Out of all the items of this list, I can assure that this movie has been the one that I have watched the most. Needless to say, what struck me the most about The Social Network was the dialogue-scenes. In fact, the entire movie is just filled with people talking, excluding some minor moments of hacking and montages (such as the race scene). For that reason, this movie received the Academy Award for Best Adapted Screenplay (from the book The Accidental Billionaires). I will never get tired of this movie.
10. Annie Hall by Woody Allen
I believe this movie might just be the one that i have most certainty about on being able to watch it every single day. If I were to be a director, the style of directing that I would steal would be Woody Allen’s – and this movie is the perfect representation of why that is. As it is the case in nearly all of his movies, Annie Hall is great due to its dialogues and monologues (the first scene is already one of the greatest). Despite that, everything else is spectacular about this movie – the jazzy soundtrack, the actors, the chemistry between Allen and Keaton, the constant breaking of the fourth wall, and many others which don’t fit into a Quora post. Also, I am so glad this movie won Best Picture in the 1978 Oscars Ceremony.
19. Drive by Nicolas Winding Refn
This movie is so good that I honestly don’t even know where to start.

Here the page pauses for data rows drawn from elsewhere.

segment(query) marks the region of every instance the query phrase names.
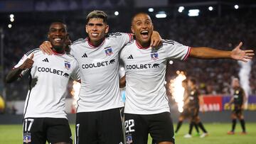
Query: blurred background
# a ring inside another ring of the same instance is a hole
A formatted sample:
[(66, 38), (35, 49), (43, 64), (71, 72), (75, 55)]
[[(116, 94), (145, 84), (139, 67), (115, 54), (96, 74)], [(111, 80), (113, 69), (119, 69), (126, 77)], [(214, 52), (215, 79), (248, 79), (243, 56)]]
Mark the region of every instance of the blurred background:
[[(110, 32), (130, 33), (132, 16), (143, 11), (151, 16), (154, 29), (164, 39), (226, 50), (233, 50), (240, 41), (243, 48), (256, 48), (256, 1), (252, 0), (0, 0), (0, 123), (20, 123), (28, 91), (28, 75), (6, 84), (4, 81), (7, 72), (24, 53), (47, 40), (53, 21), (67, 23), (72, 40), (85, 38), (86, 16), (96, 9), (108, 14)], [(249, 121), (256, 121), (255, 63), (255, 58), (247, 63), (191, 57), (185, 62), (171, 60), (166, 85), (174, 121), (177, 121), (178, 104), (169, 92), (169, 85), (182, 73), (197, 79), (207, 111), (202, 116), (204, 121), (230, 121), (230, 111), (226, 105), (232, 94), (231, 79), (239, 77), (248, 96), (245, 114)], [(122, 65), (120, 71), (123, 73)], [(67, 92), (68, 113), (75, 113), (75, 89), (78, 87), (70, 81)], [(9, 117), (13, 115), (18, 118)], [(74, 122), (74, 115), (69, 116)]]

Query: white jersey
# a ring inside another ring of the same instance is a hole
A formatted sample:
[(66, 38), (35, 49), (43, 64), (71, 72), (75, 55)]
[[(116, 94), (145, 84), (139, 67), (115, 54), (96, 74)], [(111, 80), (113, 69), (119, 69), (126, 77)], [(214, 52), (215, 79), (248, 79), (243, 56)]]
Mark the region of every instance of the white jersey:
[(14, 68), (21, 66), (33, 53), (34, 63), (30, 72), (29, 89), (25, 101), (26, 118), (65, 118), (65, 99), (69, 78), (80, 79), (75, 59), (67, 54), (44, 55), (38, 48), (22, 57)]
[(142, 48), (136, 40), (120, 54), (126, 72), (124, 113), (154, 114), (169, 111), (164, 87), (168, 59), (185, 60), (190, 48), (173, 40), (164, 40), (158, 50)]
[(116, 33), (97, 48), (88, 39), (71, 45), (70, 53), (81, 72), (78, 112), (99, 111), (124, 106), (119, 92), (119, 52), (132, 35)]

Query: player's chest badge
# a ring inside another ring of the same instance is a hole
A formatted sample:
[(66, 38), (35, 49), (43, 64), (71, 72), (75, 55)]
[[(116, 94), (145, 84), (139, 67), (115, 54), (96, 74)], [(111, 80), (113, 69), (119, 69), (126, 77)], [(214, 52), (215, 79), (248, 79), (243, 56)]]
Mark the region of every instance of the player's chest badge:
[(68, 70), (70, 69), (70, 63), (68, 61), (65, 61), (65, 68), (66, 68)]
[(159, 59), (159, 53), (156, 50), (152, 50), (150, 52), (150, 57), (151, 57), (151, 60), (156, 60), (157, 59)]
[(107, 47), (104, 48), (106, 55), (110, 56), (113, 54), (113, 50), (111, 47)]

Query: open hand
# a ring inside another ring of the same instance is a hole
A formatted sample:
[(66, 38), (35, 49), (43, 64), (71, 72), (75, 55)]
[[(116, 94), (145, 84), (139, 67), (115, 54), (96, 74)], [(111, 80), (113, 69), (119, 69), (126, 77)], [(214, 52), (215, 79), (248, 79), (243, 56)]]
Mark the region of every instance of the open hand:
[(252, 57), (255, 54), (252, 50), (241, 50), (240, 48), (242, 45), (242, 43), (240, 42), (239, 45), (231, 51), (231, 57), (233, 59), (246, 62), (248, 61), (248, 60), (252, 59)]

The director, Refn, enjoys creating movies where the audience needs to be part of the “vibe” he strives to provoke. In this case, the 80s feel is emphasized by the amazing soundtrack and the glossy cinematography (which are made clear in the night scenes and whenever cars appear). Also, I became interested in Ryan Gosling’s acting career solely due to this movie. I love it!

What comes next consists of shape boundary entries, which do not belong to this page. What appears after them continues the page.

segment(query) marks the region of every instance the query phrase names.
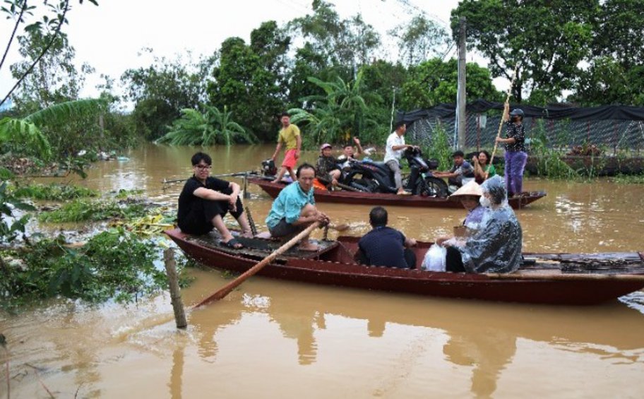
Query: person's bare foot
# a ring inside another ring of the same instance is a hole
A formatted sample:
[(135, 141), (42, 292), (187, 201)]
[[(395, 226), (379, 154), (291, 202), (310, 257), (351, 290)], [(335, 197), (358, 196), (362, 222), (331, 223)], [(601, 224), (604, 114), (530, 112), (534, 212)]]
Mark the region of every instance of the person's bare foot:
[(311, 252), (315, 252), (320, 249), (320, 246), (316, 245), (315, 244), (311, 242), (302, 243), (299, 244), (299, 246), (297, 247), (300, 251), (310, 251)]

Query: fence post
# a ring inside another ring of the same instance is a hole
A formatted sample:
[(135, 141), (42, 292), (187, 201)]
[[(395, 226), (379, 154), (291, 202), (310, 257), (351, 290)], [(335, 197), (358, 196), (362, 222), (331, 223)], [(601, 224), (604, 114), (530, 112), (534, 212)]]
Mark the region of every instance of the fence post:
[(181, 299), (179, 289), (179, 278), (177, 275), (177, 263), (174, 261), (174, 251), (167, 248), (163, 251), (163, 260), (165, 263), (165, 272), (168, 276), (168, 285), (170, 289), (170, 299), (174, 311), (174, 321), (177, 328), (185, 328), (188, 326), (186, 320), (186, 311), (184, 310), (184, 302)]

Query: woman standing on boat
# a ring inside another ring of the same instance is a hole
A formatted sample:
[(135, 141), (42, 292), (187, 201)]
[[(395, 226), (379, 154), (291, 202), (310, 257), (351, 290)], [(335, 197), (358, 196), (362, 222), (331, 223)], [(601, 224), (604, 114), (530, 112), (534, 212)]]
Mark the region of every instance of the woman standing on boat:
[(486, 209), (479, 228), (464, 240), (436, 239), (437, 244), (448, 245), (447, 271), (510, 273), (521, 266), (521, 225), (508, 204), (503, 179), (491, 177), (481, 189)]
[[(508, 118), (510, 105), (507, 102), (503, 110), (503, 119)], [(508, 196), (520, 195), (523, 191), (523, 170), (527, 162), (525, 153), (525, 129), (523, 128), (523, 110), (516, 108), (510, 112), (510, 120), (506, 122), (506, 138), (496, 138), (497, 143), (506, 145), (505, 178)]]
[(472, 157), (472, 166), (474, 167), (474, 179), (479, 184), (482, 184), (485, 181), (485, 174), (487, 173), (487, 178), (491, 177), (496, 174), (496, 168), (493, 165), (488, 165), (490, 160), (490, 155), (487, 151), (481, 151), (479, 156)]

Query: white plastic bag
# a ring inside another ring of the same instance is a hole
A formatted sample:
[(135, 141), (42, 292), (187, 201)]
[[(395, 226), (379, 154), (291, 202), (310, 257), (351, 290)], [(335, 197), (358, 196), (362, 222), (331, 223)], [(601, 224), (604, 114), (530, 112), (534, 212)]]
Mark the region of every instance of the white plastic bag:
[(444, 272), (445, 271), (445, 258), (447, 255), (447, 249), (444, 246), (441, 246), (436, 244), (433, 244), (425, 254), (425, 258), (423, 259), (422, 267), (423, 270)]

(By the way; isn’t this such an amazing poster?)
18. Carnage by Roman Polanski
This movie is great because it can tell a short story and expand it to an hour – all of that while four adults talk to each other. I admire films like these because Carnage never becomes tedious (as it is only set in an apartment) due to its careful ability to create effective and short dialogues which recurs throughout the entire movie.
9. Nightcrawler by Dan Gilroy
Jake Gyllenhaal is one of my favorite actors nowadays. However, I believe that this is his greatest movie. His physicality and sociopathic skills both support this claim. All in all, the character study of this film is something that I could most likely watch every day. Despite that, however, other factors that make this movie unforgettable are the soundtracks, the cinematography (almost the entire movie is during the night), and the dark, “plot-twisty” story of sorts.

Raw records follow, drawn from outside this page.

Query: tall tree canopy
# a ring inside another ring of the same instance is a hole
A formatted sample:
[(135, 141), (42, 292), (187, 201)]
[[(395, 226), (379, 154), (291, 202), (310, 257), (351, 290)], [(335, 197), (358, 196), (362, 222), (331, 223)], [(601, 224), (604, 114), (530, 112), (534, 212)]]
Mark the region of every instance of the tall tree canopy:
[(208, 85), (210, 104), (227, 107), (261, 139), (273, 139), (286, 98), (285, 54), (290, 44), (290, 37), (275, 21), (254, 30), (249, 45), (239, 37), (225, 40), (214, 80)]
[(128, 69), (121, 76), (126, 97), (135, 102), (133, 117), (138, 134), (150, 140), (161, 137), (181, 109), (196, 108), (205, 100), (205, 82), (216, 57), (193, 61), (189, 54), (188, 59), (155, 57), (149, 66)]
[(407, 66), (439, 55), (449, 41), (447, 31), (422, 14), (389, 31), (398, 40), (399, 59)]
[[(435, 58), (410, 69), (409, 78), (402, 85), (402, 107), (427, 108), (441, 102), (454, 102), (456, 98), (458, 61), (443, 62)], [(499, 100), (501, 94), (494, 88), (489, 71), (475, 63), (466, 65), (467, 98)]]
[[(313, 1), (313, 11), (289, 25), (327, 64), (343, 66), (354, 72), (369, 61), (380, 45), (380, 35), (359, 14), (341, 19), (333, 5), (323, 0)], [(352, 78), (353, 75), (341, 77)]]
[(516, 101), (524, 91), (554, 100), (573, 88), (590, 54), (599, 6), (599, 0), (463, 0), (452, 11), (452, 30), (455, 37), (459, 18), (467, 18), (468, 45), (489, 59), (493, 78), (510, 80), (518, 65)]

17. Memento by Christopher Nolan
I couldn’t, as millions of others throughout the globe, understand this movie completely the first time I watched it. With that, I decided to watch it again the next day. That way, I finally understood everything. From that moment, I have become addicted to this movie. Some people have role models, I have “role movies.” I would definitely, if I was to direct a movie, steal some techniques Nolan uses here to make this film exceptional.
Check this out as well:
(It’s an 18 minute analysis of Memento by Nolan himself).
16. Fargo by the Coen Brothers
The accent, the cinematography, the insane and unexpected story, the portrayal of small town life, the soundtrack, the dialogue scenes, and especially the dark humor. I had promised just to list 10 movies, but I would later regret at least not mentioning this one.
EDIT: I would probably have added Ex_Machina to the list as well.
Now that I can scrutinize this in a better way I think that these films differentiate themselves from others that I love. In other words, I have realized that all of the movies noted above has some amazing examples of cinematography (i.e. Nebraska being B&W), screenplay (i.e. The Social Network has some amazing dialogue scenes), and plot structure (i.e. The Girl with the Dragon Tattoo’s parallel storyline works perfectly).
There are other certain movies I love, such as La La Land or Zodiac or The Wolf of Wall Street (which I have watched several times) but that I wouldn’t quite be able to watch it every day. These, however, do exactly that for me. Also, I feel this keen sense of “meticulousness” into these movies which for some reason appeal to me even more. All of them are top-notch.